I have tried to apply the reflection principle and the distribution of the minimum
$$
\mathbb{P}[M(t)\geq c]
 = 2P[B(t)\geq c]
 = 2 \frac{1}{\sqrt{2\pi t}} \int_c^{\infty} \exp \left(\frac{-x^2}{2t}\right)dx
$$
 A: Let $(B_t)_{t \geq 0}$ be a Brownian motion (started at $B_0=0$) and denote by $M_t=\sup_{s \leq t} B_s$ and $m_t  = \inf_{s \leq t} B_s$ the running maximum and minimum, respectively.

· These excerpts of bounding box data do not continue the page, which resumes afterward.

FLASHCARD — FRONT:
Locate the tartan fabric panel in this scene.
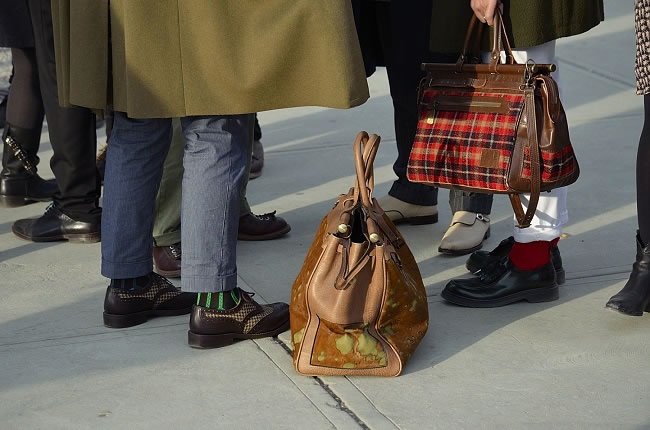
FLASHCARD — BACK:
[521,145,576,183]
[407,89,524,192]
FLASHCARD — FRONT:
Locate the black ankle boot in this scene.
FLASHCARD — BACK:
[605,231,650,316]
[0,124,58,207]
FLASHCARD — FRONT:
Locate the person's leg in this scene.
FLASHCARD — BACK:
[153,118,185,247]
[377,2,437,210]
[13,0,101,242]
[0,48,57,206]
[102,112,172,279]
[153,118,185,278]
[606,94,650,316]
[181,115,249,292]
[101,112,196,328]
[237,114,291,240]
[442,41,568,307]
[248,114,264,179]
[181,115,289,348]
[153,115,291,277]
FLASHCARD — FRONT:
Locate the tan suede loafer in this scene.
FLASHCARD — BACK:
[438,211,490,255]
[377,195,438,225]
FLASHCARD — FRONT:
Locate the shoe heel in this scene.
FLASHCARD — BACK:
[555,269,566,285]
[405,214,438,225]
[0,196,27,208]
[187,331,235,349]
[104,312,149,328]
[63,233,102,243]
[526,287,560,303]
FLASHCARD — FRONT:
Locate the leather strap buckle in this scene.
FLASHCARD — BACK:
[5,136,36,175]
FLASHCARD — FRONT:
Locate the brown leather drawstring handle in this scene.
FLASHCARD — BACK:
[354,131,381,208]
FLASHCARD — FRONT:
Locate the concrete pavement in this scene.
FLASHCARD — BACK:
[0,0,650,430]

The joint law of $(M_t,m_t,B_t)$ has a density with respect to Lebesgue measure, and this density can be calculated explicitly; this is known as 'Lévy's triple law'; you can find the result for instance in Chapter 6 in the Brownian motion book by Schilling & Partzsch. As a consequence of this, we can compute the density of the joint law of $(m_t,B_t)$:

Theorem: For $t>0$ the distribution of $(m_t,B_t)$ has a density with respect to Lebesgue measure; it is given by $$p_{m_t,B_t}(x,y) = - 2 \frac{2x-y}{\sqrt{2\pi t^3}} \exp \left( - \frac{(2x-y)^2}{2t} \right) 1_{\{x \leq 0\}} 1_{\{x \leq y\}} .$$

Now fix $a<0$ and $b>a$. It follows from the (a.s.) continuity of the sample paths of Brownian motion that
\begin{align*} \mathbb{P} \left( \forall s <t: B_s \neq a \mid B_t = b\right) &= \mathbb{P}(m_t>a \mid B_t = b). \end{align*}
Recalling that $$\mathbb{E}(f(X,Y) \mid Y=y) = \int f(x,y) p_{X \mid Y}(x|y) \, dy$$ where $p_{X \mid Y}(x|y):= \frac{p_{X,Y}(x,y)}{p_Y(y)}$ is the conditional density of $X$ given $Y$, it follows that
$$
 \mathbb{P} \left( \forall s <t: B_s \neq a \mid B_t = b\right) 
= \int_a^0 q(x \mid b) \,dx$$where $$q(x \mid b) := \frac{p_{m_t,B_t}(x,b)}{p_{B_t}(b)}$$ is the conditional density of $m_t$ given $B_t$. Because of the above theorem, we have
$$q(x \mid b) = - 2 \frac{2x-b}{t} \exp \left( - \frac{2x^2-2bx}{t} \right) 1_{\{x \leq 0\}} 1_{\{x \leq b\}}.$$
Hence,
\begin{align*}\mathbb{P} \left( \forall s <t: B_s \neq a \mid B_t = b\right) &=-\frac{2}{t} \int_a^{\min\{0,b\}} (2x-b) \exp \left(-\frac{2x^2-2xb}{t} \right) \, dx  \\  \end{align*}
If we set $y := 2x^2-2bx$, i.e. $dy/dx=4x-2b=2(2x-b)$, then we get
\begin{align*}\mathbb{P} \left( \forall s <t: B_s \neq a \mid B_t = b\right) &= - \frac{1}{t} \int_{2a^2-2ab}^{2(b \wedge 0)^2-2b (b \wedge 0)} \exp \left(-\frac{y}{t} \right) \, dy \\ &= 1-\exp \left( \frac{-2a^2+2ab}{t} \right). \tag{2}\end{align*}
Now take, say, $c,d>0$. By shifting the path of Brownian motion by $c$, we get
$$\mathbb{P}^c \left( \forall s \in (0,t): B_s \neq 0 \mid B_t = d\right) = \mathbb{P}^0(\forall s \in (0,t): B_s \neq -c \mid B_t = d-c).$$
Using $(2)$, we get
$$\mathbb{P}^c \left( \forall s \in (0,t): B_s \neq 0 \mid B_t = d\right) = 1-\exp \left( \frac{- 2 c^2 +2 (-c)(d-c)}{t} \right) = 1-\exp \left(-\frac{2cd}{t} \right).$$
This proves the assertion for positive numbers. If $c,d$ are both negative, then we can use the symmetry of Brownian motion, i.e. the fact that $W_t :=-B_t$ is also a Brownian motion, and this gives immediately the desired result.